Bir taraftanda mikrofonu boynuna asmaya çalışıyor.
Kürsüye doğru ilerlerken "Günaydın" dedi ve
Kovaya ipini sarkıtmış Alptek ile gözgöze geldi
Şaşkın bir ses ile "Oğlum ne yapıyorsun?" diye sorma gafletinde bulundu.
Alptek gayet sakin "Balık tutuyorum."
Başını kovaya doğru uzatarak "Oğlum oradan balık çıkarmı?"
"Çıkmaz mı hocam?"
"Çıkmaz tabii"
Kovadan ipi çeken Alptekin "Arkadaşlar burada balık yokmuş." sözü ile
Hepimiz asıdık küreklere,
Biz kürek çeker gibi yaparken anfide sanırım kahkaha atmayan kalmamıştı.
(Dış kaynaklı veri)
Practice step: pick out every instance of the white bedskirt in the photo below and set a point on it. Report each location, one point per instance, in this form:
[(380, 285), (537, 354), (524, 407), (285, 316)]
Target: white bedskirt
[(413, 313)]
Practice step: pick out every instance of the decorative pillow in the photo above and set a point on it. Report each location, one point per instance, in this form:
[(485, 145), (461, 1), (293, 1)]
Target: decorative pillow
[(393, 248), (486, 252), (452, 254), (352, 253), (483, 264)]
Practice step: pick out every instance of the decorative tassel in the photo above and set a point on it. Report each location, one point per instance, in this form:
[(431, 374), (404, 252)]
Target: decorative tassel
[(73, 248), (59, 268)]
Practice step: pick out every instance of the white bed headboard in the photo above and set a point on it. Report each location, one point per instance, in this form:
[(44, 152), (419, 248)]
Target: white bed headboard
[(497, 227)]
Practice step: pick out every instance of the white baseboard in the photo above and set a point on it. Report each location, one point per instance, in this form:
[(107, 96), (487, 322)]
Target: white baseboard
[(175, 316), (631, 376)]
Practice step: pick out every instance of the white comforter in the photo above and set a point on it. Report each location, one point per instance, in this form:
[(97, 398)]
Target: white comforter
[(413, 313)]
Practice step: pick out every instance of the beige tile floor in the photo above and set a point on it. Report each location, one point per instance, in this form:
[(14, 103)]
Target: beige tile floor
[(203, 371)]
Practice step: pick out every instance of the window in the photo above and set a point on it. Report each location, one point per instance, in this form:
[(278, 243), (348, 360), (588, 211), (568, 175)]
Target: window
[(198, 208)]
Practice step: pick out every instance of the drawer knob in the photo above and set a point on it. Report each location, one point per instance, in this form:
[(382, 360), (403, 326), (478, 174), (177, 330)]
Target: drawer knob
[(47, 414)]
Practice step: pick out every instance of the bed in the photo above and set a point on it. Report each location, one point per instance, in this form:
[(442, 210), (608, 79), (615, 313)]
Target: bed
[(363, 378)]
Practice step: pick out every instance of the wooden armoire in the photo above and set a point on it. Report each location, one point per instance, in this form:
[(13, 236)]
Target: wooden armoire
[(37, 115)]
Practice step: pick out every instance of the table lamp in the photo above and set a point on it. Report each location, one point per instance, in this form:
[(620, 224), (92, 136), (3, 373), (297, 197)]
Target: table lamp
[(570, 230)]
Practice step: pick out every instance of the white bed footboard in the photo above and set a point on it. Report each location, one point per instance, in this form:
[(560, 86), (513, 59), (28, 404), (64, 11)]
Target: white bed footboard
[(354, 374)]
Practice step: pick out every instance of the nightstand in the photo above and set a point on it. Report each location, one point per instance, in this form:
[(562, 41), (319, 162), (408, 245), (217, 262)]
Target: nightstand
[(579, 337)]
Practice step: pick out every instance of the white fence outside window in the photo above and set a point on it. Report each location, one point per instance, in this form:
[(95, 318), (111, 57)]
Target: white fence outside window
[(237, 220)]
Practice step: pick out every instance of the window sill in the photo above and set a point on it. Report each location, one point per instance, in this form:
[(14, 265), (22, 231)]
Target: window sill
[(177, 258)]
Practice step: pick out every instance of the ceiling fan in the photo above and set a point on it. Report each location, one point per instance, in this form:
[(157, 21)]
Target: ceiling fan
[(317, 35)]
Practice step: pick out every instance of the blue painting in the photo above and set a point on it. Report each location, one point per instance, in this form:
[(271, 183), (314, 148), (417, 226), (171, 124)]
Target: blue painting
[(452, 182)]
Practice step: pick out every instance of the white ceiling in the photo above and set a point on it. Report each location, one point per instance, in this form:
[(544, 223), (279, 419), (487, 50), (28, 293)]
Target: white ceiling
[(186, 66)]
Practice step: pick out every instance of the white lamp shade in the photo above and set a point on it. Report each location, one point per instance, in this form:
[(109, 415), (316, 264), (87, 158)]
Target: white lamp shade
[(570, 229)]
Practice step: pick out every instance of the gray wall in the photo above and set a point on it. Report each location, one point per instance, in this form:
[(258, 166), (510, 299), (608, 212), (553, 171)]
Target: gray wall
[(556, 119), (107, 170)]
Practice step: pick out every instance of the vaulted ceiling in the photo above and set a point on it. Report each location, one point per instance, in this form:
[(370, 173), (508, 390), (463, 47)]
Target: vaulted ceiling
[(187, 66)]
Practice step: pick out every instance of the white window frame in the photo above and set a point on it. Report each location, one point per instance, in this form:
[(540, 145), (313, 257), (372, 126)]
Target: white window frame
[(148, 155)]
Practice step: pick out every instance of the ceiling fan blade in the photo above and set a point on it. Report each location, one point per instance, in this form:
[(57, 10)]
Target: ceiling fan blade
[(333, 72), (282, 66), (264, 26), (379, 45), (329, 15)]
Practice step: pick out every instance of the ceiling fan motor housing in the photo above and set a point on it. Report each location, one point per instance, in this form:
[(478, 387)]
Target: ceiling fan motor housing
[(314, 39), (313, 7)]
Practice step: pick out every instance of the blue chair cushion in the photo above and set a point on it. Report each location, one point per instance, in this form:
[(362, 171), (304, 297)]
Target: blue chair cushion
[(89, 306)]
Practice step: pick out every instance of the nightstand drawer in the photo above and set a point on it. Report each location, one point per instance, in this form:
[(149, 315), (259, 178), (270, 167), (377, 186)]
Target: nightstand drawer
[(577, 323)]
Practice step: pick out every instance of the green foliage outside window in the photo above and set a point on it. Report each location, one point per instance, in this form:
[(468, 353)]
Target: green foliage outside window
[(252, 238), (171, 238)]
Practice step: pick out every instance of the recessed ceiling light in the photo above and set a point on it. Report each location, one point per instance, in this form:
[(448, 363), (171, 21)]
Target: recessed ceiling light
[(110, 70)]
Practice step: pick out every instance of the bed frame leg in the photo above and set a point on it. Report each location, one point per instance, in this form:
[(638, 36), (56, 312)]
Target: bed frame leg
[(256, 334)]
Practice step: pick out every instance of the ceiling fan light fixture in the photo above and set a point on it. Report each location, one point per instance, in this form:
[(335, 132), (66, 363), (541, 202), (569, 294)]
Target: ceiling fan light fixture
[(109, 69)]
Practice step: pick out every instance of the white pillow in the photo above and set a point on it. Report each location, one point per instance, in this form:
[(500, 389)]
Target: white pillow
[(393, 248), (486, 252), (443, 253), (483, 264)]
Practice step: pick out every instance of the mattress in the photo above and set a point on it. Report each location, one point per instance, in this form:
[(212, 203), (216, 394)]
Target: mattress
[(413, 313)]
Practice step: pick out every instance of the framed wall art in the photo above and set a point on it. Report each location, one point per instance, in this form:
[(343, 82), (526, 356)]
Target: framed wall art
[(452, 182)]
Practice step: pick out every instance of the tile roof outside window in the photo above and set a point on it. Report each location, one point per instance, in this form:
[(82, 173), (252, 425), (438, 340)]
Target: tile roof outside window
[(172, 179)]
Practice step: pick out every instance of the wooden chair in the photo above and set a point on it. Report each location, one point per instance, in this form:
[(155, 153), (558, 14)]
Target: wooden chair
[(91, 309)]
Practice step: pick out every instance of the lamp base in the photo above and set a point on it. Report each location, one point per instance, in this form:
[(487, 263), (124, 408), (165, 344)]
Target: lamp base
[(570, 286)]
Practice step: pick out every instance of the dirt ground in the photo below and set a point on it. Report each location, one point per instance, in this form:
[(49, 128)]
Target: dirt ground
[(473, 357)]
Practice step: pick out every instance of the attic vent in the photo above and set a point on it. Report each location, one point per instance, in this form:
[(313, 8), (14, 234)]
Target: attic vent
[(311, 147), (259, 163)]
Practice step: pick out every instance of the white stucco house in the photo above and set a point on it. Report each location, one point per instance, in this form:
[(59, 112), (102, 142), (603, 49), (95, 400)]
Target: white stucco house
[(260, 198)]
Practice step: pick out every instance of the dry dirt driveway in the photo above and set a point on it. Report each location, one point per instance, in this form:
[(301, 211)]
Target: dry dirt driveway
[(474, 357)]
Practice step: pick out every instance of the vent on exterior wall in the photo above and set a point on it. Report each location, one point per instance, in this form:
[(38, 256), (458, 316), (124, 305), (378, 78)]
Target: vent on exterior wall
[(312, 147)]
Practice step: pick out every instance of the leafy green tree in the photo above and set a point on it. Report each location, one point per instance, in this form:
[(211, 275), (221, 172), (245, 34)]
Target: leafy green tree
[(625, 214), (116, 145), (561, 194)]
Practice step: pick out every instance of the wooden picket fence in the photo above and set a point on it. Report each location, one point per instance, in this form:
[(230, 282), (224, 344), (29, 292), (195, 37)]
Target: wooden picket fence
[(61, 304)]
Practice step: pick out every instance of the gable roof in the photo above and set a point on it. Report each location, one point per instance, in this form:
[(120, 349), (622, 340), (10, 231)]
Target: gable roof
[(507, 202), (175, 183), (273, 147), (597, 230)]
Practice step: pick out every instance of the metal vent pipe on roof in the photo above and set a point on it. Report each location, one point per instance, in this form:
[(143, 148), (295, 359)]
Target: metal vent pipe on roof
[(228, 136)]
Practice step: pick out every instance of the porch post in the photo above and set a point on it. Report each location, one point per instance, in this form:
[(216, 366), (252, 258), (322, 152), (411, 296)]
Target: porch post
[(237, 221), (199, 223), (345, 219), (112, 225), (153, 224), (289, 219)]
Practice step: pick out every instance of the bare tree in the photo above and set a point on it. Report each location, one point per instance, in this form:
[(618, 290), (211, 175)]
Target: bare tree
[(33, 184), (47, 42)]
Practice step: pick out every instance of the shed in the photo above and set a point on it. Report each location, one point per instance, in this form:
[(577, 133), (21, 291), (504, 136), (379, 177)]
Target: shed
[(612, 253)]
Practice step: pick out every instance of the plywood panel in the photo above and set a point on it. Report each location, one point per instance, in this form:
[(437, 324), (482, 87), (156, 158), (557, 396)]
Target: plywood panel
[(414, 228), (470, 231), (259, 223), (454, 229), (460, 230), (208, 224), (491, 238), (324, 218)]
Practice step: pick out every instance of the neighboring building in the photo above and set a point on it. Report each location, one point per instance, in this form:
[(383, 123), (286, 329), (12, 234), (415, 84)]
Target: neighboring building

Bölümün Alptek ve Bursalılar ile tanışması idi
...
Alptek, U3 önündeki uzun eşşek oyunlarınında vazgeçilmez oyuncusu idi
...
Yoğun geçen bir haftanın acısını çıkarıyordum yurttaki yatağımda
Başım yastığı gördüğü anda gözlerimi kapatmıştım.
Kolay kolay gördüğüm rüyalarımı hatırlamam
Bu sefer rüyamda Alptek bana sesleniyordu
"Okaaannnn, Okaaannn" fısıltı ile karışık bir sesleniş.
Odadaki arkadaşları uyandırmamaya çalışarak
Hani koluma çimdik atmasa
Etim acımasa ben rüyamda güzel güzel konuşurdum ya
"Ne oluyor, saat kaç?" dedim uyku sersemi
"Beşe geliyor"
"Eeeee"
"Kalk kalk hadi Eskişehir'e gidiyoruz bira içmeye"
Alptek'e hayır demek mümkün mü.
Şeytan tüyü var bu adamda
Bülent, Süha, Alptek ve ben Yurtlar bölgesinden Eskişehir yoluna kadar yürüdük.
Pazar gününün ilk ışıkları ile girdik Eskişehir'e
Ne mümkün o saatte açık birahane bulmak.
Oturduk, otogar yakınında bir sabahçı kahvesine
Bira da varmış çay da
Başladık ohel ile
King oyunun tüm çeşitlerinden sonra briç derken
Havanın kararması ile dönelim artık dedik.
Birahane niyeti ile geldiğimiz Eskişehir'de
Sabahçı kahvesi ve müdavimleri de tanımışlardı Alptek'i.
...
İkinci dönemin sonu idi.
Yurtlar bölgesinde bir otobüs dolusu Bursalı bir araya geldik.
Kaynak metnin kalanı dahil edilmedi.